Isabel avait été élevée dans certains principes, et elle avait adopté ceux qui lui avaient été inculqués. Elle ne pensait pas à l’argent, car elle n’avait jamais connu la moindre privation ; mais elle avait la notion instinctive de l’importance du bien-être matériel. L’argent signifiait le pouvoir, l’influence et la situation mondaine. De toute évidence, un homme avait le devoir d’en gagner ; ce devait être le but élémentaire de sa vie.
– Moi-même, j’ai failli une fois m’amouracher de lui. Autant s’éprendre d’un reflet dans l’eau ou d’un rayon de soleil ou d’un nuage dans le ciel. Je l’ai échappé d’un cheveu. Encore maintenant, quand j’y pense, je tremble à l’idée du danger que j’ai couru.

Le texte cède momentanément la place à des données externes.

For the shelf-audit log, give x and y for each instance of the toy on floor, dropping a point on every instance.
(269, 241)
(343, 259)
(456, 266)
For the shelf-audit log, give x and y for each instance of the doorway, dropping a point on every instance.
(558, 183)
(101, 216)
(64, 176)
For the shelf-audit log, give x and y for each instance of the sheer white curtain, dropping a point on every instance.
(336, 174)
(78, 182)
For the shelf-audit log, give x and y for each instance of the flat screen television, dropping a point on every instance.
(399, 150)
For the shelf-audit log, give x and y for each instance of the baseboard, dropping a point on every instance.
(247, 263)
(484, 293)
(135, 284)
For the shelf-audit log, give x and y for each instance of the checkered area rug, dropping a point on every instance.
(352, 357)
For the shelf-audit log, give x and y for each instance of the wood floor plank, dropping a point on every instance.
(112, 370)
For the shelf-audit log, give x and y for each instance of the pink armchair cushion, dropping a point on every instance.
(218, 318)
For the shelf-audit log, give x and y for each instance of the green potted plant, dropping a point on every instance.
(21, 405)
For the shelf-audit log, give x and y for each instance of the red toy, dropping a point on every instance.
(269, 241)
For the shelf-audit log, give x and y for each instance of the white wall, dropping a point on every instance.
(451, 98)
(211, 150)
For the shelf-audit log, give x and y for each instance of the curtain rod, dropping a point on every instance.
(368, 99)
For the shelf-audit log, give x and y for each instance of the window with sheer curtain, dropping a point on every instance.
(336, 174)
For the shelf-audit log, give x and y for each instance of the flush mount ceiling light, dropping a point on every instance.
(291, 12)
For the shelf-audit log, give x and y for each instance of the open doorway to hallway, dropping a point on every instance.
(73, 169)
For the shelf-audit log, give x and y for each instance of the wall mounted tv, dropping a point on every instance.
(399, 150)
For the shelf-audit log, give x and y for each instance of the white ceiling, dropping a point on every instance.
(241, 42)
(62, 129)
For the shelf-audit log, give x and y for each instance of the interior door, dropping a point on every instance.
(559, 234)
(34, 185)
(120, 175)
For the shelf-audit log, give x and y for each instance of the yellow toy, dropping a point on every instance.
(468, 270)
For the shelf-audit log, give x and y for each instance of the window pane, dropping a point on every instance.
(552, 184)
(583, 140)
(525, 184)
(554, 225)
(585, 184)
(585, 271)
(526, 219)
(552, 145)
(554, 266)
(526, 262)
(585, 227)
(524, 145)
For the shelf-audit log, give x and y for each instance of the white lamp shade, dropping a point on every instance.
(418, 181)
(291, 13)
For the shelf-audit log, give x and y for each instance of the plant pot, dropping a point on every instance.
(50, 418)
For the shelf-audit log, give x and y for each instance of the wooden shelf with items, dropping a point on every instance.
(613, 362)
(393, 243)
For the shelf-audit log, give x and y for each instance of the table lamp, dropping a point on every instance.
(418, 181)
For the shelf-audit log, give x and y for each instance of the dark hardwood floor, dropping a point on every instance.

Larry est, je pense, le seul être parfaitement désintéressé que j’aie jamais rencontré. C’est pourquoi ses actes paraissent singuliers. Nous ne sommes pas habitués à voir les gens faire des choses pour l’amour d’un Dieu en qui ils ne croient même pas.
Pour ma part, je pense que nous avons fait fausse route dans le choix de notre idéal : le plus bel idéal me semble-t-il que puisse se proposer l’homme, c’est la perfection du moi.
Mon évaluation : 3/5
Date de parution : 1944. Poche aux Éditions Points, collection Signatures, traduit de l’anglais par Renée L. Oungre, 432 pages.